I did pick up some work on the UD campus, however, working as a graduate assistant in the Donald and Louise Cowan Archives. Drs. Donald and Louise were both massively influential in the formation of the University of Dallas; they thought and wrote a great deal about the liberal arts and about literature. The University has established a center for organizing their papers and other resources so that they can be made available to the public. In the fall I was mostly doing a first-pass over the papers (many of which are still loosely piled in boxes), removing obvious trash, duplicates, and items which don’t belong to our archive. I also got to use a fancy archival staple remover called a “spatula” (see picture). In the spring, I was cataloging and sorting the Cowan Archive book holdings [Shout out to Helen Howell, my cousin and the New Saint Andrews College librarian, for the invaluable experience I got working for her one summer when NSA was inventorying their holdings].

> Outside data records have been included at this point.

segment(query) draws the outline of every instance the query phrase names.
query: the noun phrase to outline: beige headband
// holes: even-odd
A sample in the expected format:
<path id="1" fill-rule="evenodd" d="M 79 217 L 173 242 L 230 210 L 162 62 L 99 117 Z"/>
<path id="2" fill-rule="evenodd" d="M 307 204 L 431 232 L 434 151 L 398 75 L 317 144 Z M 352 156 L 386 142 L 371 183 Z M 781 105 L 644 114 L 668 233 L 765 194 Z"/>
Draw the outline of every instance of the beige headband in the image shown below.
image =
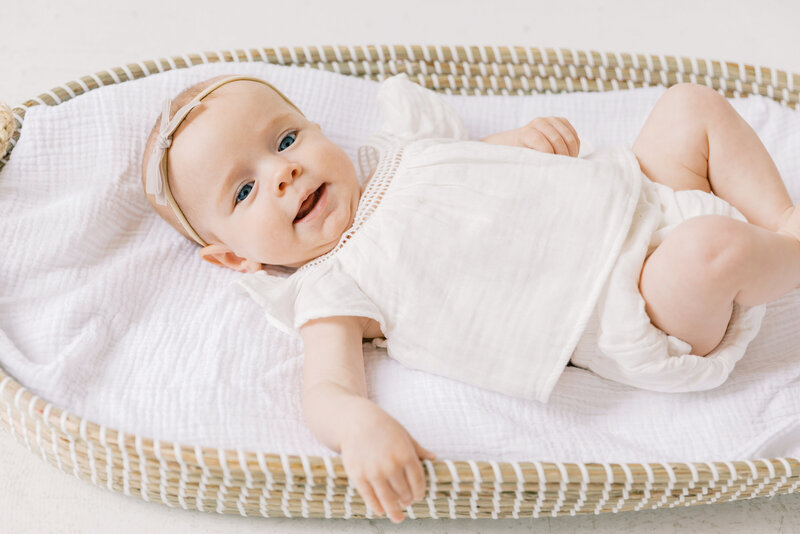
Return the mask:
<path id="1" fill-rule="evenodd" d="M 158 131 L 158 137 L 156 137 L 153 154 L 150 156 L 150 162 L 147 164 L 145 191 L 147 194 L 155 196 L 156 203 L 162 206 L 169 204 L 169 206 L 172 208 L 172 212 L 175 214 L 175 217 L 177 217 L 178 221 L 181 223 L 181 226 L 183 226 L 184 230 L 186 230 L 191 238 L 194 239 L 201 247 L 205 247 L 207 243 L 203 241 L 197 232 L 194 231 L 192 225 L 189 224 L 189 221 L 181 211 L 180 206 L 178 206 L 178 203 L 175 202 L 175 198 L 172 196 L 172 191 L 169 188 L 169 180 L 167 179 L 167 150 L 172 144 L 172 134 L 175 133 L 175 130 L 178 129 L 178 126 L 181 125 L 189 112 L 200 104 L 201 100 L 208 96 L 212 91 L 225 85 L 226 83 L 239 80 L 250 80 L 253 82 L 263 83 L 278 93 L 281 98 L 283 98 L 289 105 L 296 109 L 301 115 L 303 114 L 303 112 L 300 111 L 300 109 L 295 106 L 291 100 L 286 98 L 283 93 L 275 89 L 275 87 L 273 87 L 273 85 L 269 82 L 266 82 L 260 78 L 252 78 L 250 76 L 228 76 L 227 78 L 223 78 L 222 80 L 219 80 L 218 82 L 203 89 L 203 91 L 194 97 L 191 102 L 176 111 L 175 115 L 172 117 L 172 120 L 169 118 L 169 108 L 172 105 L 172 101 L 169 98 L 164 100 L 161 110 L 161 126 Z"/>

I am also working on the editorial board of Ramify: the Journal of the Braniff Graduate School of the Liberal Arts. I am an Associate Editor for Volume 7 (which should be published within the month) and then I will take over as Editor-In-Chief for Volume 8.

For one month this summer, I am working as a receptionist at Cistercian Preparatory School; it’s a boy’s school just across the highway from UD, and they run four week-long summer camps in June and July. I sit at the front desk, answer phones, and do Italian homework. It is a gift of a job (and the camps run like a well-oiled machine…it’s very impressive). It’s also highly air-conditioned, so I find myself in the peculiar position of turning on a space heater for my feet. In Texas. In the middle of Summer.


When the summer camps wrap up, I’ll be heading over to see my family in northern New Mexico; my sister is moving from Idaho to Texas (College Station, a few hours south of DFW), and we’re all going to meet up at the family cabin in the mountains.

I’m hoping to travel to a couple conferences this fall: one on Christianity and Literature at Oklahoma Baptist University, and one on Dante in Birmingham, AL.

In November, I’m going to be in the wedding of a dear friend who is getting married in Portugal (her fiance is Portugese, and between immigration restrictions and her future father-in-law’s generosity, it was simpler to have the wedding there). I’M GOING TO BE IN EUROPE! Since the biggest hurdle to visiting Europe is getting over there in the first place, and since I don’t have to get back to a job, I’m going to take a couple extra weeks to see some places on my bucket list: Oxford, London, Florence, and Rome. (Note: because I am a genius at travel planning, I fly back on Thanksgiving day.)

Looking to the even more-distant future, I have applied to work with the New Mexico State Legislature as a Republican analyst for the 2019 legislative session. If that works out, I’ll be in Santa Fe for a couple months at the start of next year.


Inspired by an essayist I follow on Twitter (Phil Christman, who wrote that tremendous meditation on what it means to be Midwestern last year), I am keeping track of the books I read in 2018 on a twitter thread.

I also got a MoviePass card this year and have been doing my best to take advantage of it. As with the books, I’m keeping track of my movies on their own twitter thread:

I’m still regularly attending Chapel of the Cross (a Reformed Episcopal Church in the ACNA), but I have also occasionally visited St. Mark’s Episcopal Church in Irving. Chapel is 20 minutes away and only does communion at 8am during the school year, while St. Mark’s is only 3 minutes from my house and has a 10am communion service. I’ve also visited All Saints Presbyterian (CREC) over in Fort Worth for a baptism.

Every year I stay in Irving, I find myself more and more delighted with the community of friends I have. Moving is hard, and during my first year in Texas I was incredibly skeptical of all the people I met who said that they loved the community. Friendships take time, but they can flourish … even in Dallas.

ON THE OTHER HAND: I still have nothing good to say about the traffic or construction.